Wednesday, March 30, 2011

childish illusions?

When I was a little girl I use to believe all the little stars in the sky were angels looking down on us, keeping watch. Shooting stars were our guardian angels falling from heaven to scoop us up and protect us. As I began to drift from child, to teen, to adult I have noticed my failing ability to believe in the extraordinary. The tooth fairy and Santa were the first to go, with them went small childish hopes that made life just a bit more sweeter. Eventually its time for children to grow up and I get it. People grow up and learn that these illusions weren't created to distort and confuse reality but to help children understand things that they arent mature enough to comprehend. For example, when parents tell their children that when they met their spouse it was love at first sight, they dont really mean that exactly. Love as we all know, is more complicated than that. Sure you can start falling for someone on the first date but it's not the same as being in full-fledged, head over heals love with them (that would be lust). Children, I believe, have an inability to truely hate someone let alone not care about people they meet. This is why it's so easy for them to make friends. They arent prejudice or tainted with petty biases therefore they wouldn't really be able to understand that true unconditional love (that doesnt come from a relative) takes more than first sight to fall in love. To me, taking away these small illusions impairs a child from learning or fully understanding some of lifes concepts, lessons, or morals.

Saturday, March 26, 2011

what if...

What if today was your last day to spend with someone you really love? would you be selfish with your time with them or would you share with others? If they wanted to do something you never would in a million years would you do it just to be with them? What if the roles were reversed and today was your last day? Who would you want to be with? what would you do? where would you go? what would you say to them? Thats a lot of what if's but how would that one last day be? shouldn't every day be treated as our last?

Tuesday, March 15, 2011

It's Personal

Bullying should not be tolerated! As I was growing up my brothers were always fun to have around. I especially loved how they would tell jokes and make me laugh. Looking back now I realize most of those jokes were told at someone elses expense. Most of them seemed harmless at the time, Name teasing, picking on someon because of how they look, making fun of someone for their hobbies, other little things such as these. Plenty of times I was at the center of their jokes. Growing up I was never skinny as the boys were. No matter how much I tried to I could never be as small as them. Now that I’m older I find myself having some self esteem problems. I think really l.ittle of myself and wouldn’t have even noticed it except a few friends and my mother pointed it out. This got me thinking about where all this disgust I had for myself had come from. Every time someone would crack a joke about how I had no butt, big boobs, or some excess weight I didn’t just let it pass as a joke, for me it was personal. I kept it all bottled up and critisized my appearance until I began to resent myself.

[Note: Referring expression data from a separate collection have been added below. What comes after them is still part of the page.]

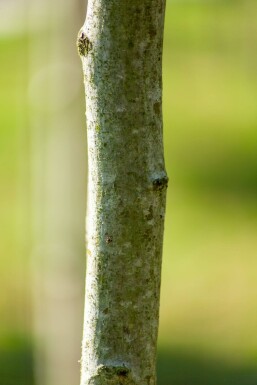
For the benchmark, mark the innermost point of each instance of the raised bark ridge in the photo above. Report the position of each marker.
(121, 49)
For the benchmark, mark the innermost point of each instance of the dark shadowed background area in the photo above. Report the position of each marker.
(208, 312)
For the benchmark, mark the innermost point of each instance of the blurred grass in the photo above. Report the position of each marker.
(209, 291)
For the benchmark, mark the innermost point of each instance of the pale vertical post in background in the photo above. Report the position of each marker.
(121, 49)
(58, 165)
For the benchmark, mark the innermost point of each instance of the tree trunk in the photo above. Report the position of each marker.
(121, 49)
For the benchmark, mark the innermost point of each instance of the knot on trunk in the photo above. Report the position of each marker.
(112, 375)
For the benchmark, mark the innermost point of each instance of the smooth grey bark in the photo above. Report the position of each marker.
(121, 49)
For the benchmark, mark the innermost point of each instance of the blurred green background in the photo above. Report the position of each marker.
(209, 289)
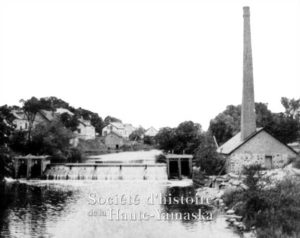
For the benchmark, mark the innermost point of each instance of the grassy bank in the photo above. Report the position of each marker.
(274, 211)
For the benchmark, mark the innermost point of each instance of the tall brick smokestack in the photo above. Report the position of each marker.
(248, 118)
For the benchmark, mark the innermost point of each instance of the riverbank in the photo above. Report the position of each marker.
(260, 204)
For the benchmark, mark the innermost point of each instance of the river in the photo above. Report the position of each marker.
(105, 208)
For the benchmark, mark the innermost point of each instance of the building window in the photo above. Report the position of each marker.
(268, 162)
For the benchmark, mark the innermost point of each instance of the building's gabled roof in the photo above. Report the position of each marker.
(118, 125)
(236, 142)
(62, 110)
(114, 133)
(19, 115)
(48, 115)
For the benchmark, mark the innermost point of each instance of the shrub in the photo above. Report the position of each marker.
(160, 158)
(275, 211)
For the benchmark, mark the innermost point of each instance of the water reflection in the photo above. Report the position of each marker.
(190, 209)
(61, 209)
(27, 210)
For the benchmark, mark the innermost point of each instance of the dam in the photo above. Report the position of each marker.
(106, 171)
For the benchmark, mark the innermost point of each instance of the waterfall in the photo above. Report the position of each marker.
(106, 172)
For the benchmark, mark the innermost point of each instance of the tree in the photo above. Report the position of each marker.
(95, 119)
(69, 121)
(166, 139)
(51, 139)
(185, 138)
(137, 135)
(227, 124)
(284, 128)
(291, 106)
(6, 124)
(6, 129)
(188, 137)
(149, 140)
(207, 158)
(31, 107)
(54, 103)
(110, 119)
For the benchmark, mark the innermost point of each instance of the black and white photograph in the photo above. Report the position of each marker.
(150, 118)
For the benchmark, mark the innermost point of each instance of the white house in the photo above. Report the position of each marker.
(121, 129)
(151, 132)
(85, 130)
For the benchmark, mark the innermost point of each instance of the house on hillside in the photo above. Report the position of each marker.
(22, 123)
(114, 140)
(151, 132)
(119, 128)
(252, 145)
(128, 129)
(85, 130)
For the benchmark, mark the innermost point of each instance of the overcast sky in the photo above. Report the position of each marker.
(148, 62)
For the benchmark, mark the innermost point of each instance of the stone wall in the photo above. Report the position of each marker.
(255, 151)
(236, 162)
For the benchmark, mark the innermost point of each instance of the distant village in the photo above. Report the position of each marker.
(113, 136)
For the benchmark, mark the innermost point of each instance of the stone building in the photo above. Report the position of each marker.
(252, 145)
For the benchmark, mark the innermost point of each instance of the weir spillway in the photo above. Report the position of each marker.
(106, 171)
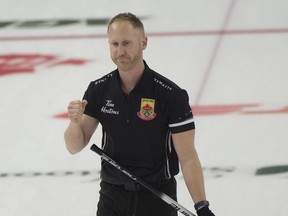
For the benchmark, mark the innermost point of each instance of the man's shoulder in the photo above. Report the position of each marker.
(164, 82)
(106, 79)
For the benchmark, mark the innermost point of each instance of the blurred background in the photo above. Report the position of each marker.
(230, 56)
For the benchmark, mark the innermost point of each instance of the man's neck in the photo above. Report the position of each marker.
(129, 79)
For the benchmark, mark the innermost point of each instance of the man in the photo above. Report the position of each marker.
(147, 125)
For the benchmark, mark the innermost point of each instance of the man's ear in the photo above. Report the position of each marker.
(144, 43)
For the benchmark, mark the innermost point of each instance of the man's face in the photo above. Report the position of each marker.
(126, 45)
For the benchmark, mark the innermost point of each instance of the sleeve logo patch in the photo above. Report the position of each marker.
(146, 112)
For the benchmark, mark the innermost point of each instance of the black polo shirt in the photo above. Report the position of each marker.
(137, 127)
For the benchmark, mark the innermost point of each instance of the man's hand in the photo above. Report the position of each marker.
(205, 211)
(76, 109)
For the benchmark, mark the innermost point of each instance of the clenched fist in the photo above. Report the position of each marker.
(76, 109)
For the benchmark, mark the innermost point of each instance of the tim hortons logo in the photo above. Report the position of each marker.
(14, 63)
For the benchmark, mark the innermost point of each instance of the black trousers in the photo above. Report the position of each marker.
(134, 200)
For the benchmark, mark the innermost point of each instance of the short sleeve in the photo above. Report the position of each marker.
(180, 113)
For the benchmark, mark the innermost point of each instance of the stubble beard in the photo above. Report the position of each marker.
(127, 64)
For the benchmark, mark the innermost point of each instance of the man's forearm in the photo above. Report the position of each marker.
(74, 138)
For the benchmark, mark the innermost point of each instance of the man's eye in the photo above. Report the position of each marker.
(126, 43)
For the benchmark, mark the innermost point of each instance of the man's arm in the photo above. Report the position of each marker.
(81, 127)
(190, 164)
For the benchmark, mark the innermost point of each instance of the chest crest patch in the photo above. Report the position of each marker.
(146, 112)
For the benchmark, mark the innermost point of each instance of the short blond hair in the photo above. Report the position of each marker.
(131, 18)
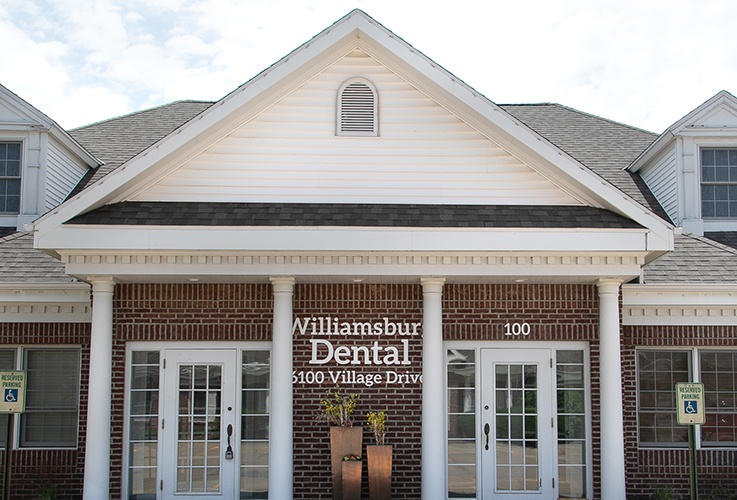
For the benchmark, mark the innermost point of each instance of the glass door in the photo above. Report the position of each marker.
(517, 419)
(200, 423)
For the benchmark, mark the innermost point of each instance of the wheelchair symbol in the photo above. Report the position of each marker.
(690, 407)
(10, 396)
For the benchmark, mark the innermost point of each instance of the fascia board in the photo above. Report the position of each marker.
(679, 294)
(44, 293)
(70, 239)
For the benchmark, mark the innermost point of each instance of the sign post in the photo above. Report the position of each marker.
(12, 401)
(690, 404)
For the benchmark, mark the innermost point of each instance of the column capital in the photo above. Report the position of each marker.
(432, 284)
(607, 286)
(282, 284)
(102, 283)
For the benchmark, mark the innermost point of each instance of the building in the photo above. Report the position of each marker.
(519, 286)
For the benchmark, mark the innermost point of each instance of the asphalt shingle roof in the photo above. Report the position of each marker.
(695, 259)
(604, 146)
(21, 263)
(117, 140)
(324, 214)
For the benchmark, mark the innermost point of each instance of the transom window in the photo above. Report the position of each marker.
(719, 183)
(657, 373)
(10, 177)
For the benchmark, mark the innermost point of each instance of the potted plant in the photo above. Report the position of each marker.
(379, 458)
(345, 440)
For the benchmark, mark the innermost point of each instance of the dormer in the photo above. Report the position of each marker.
(692, 167)
(40, 163)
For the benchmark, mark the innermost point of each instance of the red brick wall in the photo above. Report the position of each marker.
(63, 468)
(470, 312)
(399, 303)
(650, 469)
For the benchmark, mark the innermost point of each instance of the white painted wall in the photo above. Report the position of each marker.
(424, 154)
(661, 178)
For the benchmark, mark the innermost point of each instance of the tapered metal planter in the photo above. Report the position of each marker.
(380, 471)
(344, 441)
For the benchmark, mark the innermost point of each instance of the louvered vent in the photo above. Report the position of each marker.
(357, 110)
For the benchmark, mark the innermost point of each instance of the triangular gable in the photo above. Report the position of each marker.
(358, 31)
(290, 153)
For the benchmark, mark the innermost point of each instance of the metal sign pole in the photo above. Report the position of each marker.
(692, 459)
(8, 458)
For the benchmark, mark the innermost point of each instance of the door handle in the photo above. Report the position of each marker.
(229, 449)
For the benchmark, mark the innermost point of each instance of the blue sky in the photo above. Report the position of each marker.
(642, 62)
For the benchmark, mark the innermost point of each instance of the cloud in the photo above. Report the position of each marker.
(643, 63)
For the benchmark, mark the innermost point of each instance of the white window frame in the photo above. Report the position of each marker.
(161, 346)
(695, 377)
(20, 356)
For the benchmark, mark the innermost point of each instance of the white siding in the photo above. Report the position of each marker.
(62, 174)
(661, 178)
(290, 152)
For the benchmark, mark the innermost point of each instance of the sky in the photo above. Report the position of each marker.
(646, 63)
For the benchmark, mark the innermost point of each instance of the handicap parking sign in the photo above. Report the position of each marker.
(10, 396)
(12, 392)
(690, 403)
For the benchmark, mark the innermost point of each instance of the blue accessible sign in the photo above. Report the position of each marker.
(690, 403)
(12, 392)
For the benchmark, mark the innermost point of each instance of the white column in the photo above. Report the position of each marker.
(433, 391)
(97, 440)
(612, 427)
(280, 436)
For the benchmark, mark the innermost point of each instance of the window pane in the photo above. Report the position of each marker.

My brothers, to this day, love to pick on each other. They don’t realize that what they say now is going to stick with someone and shape the opinions they have about themselves. People die everyday as a result of bullying. People need to learn to stand up for those that don’t stand up for themselves, they could end up saving a life.

Friday, March 11, 2011

young with big ears

It's funny thinking how easy it was to make friends in preschool and kindergarten. Now that we're grown it seems silly how things such as looks, money, social status, and other frivolous things get in the way. All our lives we're told to treat everyone as you would like to be treated. How many of us actually follow this simple rule. Sure it's a nice idea but rude behavior has been taught and instilled in each of us at a young age. Children do as they see. If they hear someone speak negatively to another, they in turn bad mouth people they associate with. I have four younger brothers who bring home friends all the time. I will admit they aren't perfect when making and keeping friends but then again who is? A couple of days ago my youngest brother was playing video games with one of his new friends from down the street. They were arguing about the game which caught my attention. I listened for a couple of minutes. I couldn't believe what I was hearing. Both boys were calling each other names and telling each other to shut up. As soon as I got them to calm down and Alex went home, I asked my brother where he had learned to be so rude. I felt a bit guilty when he told me he learned it from me and my other brothers fighting. I guess we don't realize what we do and say impacts people we aren't even talking to. Maybe the reason it's so much harder to make friends these days is because we have had years of practice in rudeness.

No work No play.

Long boring days make me appreciate the days that I actually get to do something (such as work or run errands) Sitting around doing nothing is fun every now and then but once you do it often enough it seems to be more draining than actual work. I cant wait to get back to work. I dont see how people can sit back and sponge off the government, life gets really dull when theres nothing to do. Its funny how when I would work I always wished I couldstay home and hang out. Now that thats all I can do until my CNA classes start all I want to do is work or at least do something to stay busy.